Asked about whether he was doing enough to grow the sport – one of the motivations for golf becoming an Olympic sport - he replied that he did not go into golf to ‘grow the game, I got in it to win’.

And to finish it all off he questioned the sport’s attitude to drug-testing saying ‘I could be using HGH (human growth hormone) and getting away with it’.

Journalists attending the press conference expecting a rather routine preview story ahead of the start of the Open Championship probably did not know where to start writing such was the volume of material McIlroy produced. Hold the back page.

Meanwhile, the sport’s officials buried their heads in their hands.

Asked the following day if he was happy with his comments the Northern Ireland golfer said: “Look, it’s my opinion. I think it’s shared by a few people, but some may think it is wrong and that’s fine. It was seven years of trying to give the PC answer and I just cracked.”
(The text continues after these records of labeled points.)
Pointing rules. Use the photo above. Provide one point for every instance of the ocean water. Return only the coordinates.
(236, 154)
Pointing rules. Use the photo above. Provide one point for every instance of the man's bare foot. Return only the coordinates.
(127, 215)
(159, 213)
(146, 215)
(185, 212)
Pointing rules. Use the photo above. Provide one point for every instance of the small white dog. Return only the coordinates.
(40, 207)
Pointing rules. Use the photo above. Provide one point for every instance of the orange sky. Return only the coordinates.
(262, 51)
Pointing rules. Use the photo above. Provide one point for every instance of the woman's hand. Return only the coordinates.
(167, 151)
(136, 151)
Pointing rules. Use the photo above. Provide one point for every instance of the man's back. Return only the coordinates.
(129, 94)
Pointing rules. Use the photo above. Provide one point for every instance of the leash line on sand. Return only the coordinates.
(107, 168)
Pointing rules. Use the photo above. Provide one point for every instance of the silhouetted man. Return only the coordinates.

It is undoubtedly irritating to be asked the same questions repeatedly, but it is something spokespeople will often face in a crisis media management situation or when they have positioned themselves as a thought leader within their industry.

For example, you answer a difficult question with a line you have decided to take only for the journalist to look quizzical and ask the same question in a different form. Or, perhaps you go on to be asked a couple of other questions and then the reporter goes back to the original difficult question.
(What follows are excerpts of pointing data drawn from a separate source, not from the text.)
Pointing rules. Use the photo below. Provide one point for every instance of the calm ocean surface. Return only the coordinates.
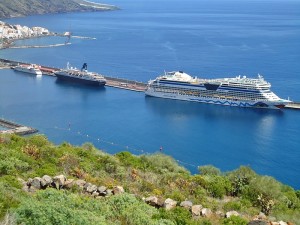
(203, 38)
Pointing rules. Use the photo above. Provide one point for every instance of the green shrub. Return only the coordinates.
(232, 206)
(234, 220)
(209, 170)
(178, 215)
(218, 186)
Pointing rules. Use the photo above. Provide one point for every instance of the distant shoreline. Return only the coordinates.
(83, 6)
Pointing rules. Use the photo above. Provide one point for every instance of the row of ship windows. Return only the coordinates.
(241, 86)
(231, 95)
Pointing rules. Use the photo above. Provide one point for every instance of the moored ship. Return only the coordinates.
(32, 68)
(80, 76)
(238, 91)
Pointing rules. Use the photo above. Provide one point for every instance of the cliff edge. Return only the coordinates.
(19, 8)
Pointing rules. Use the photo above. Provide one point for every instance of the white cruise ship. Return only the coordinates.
(238, 91)
(80, 76)
(32, 68)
It is a trick journalists often use because they know that when people are asked the same question again and again they may eventually give a different answer.

The key to avoiding the often repeated question trap, as we refer to it on our media training courses, is not to get frustrated, flustered or bored into moving away from your message.

'The key to avoiding the often repeated question trap is not to get frustrated, flustered or bored' via@mediafirstltd

If journalists ask you the same question, five, six, seven or more times then smile, be polite and give the same answer.

Better still, try to move the conversation on to something more positive from your point of view.

McIlroy did later admit he wished he had expanded on his answer about growing the game but the damage had been done and the often repeated question trap was one bunker he spectacularly failed to avoid.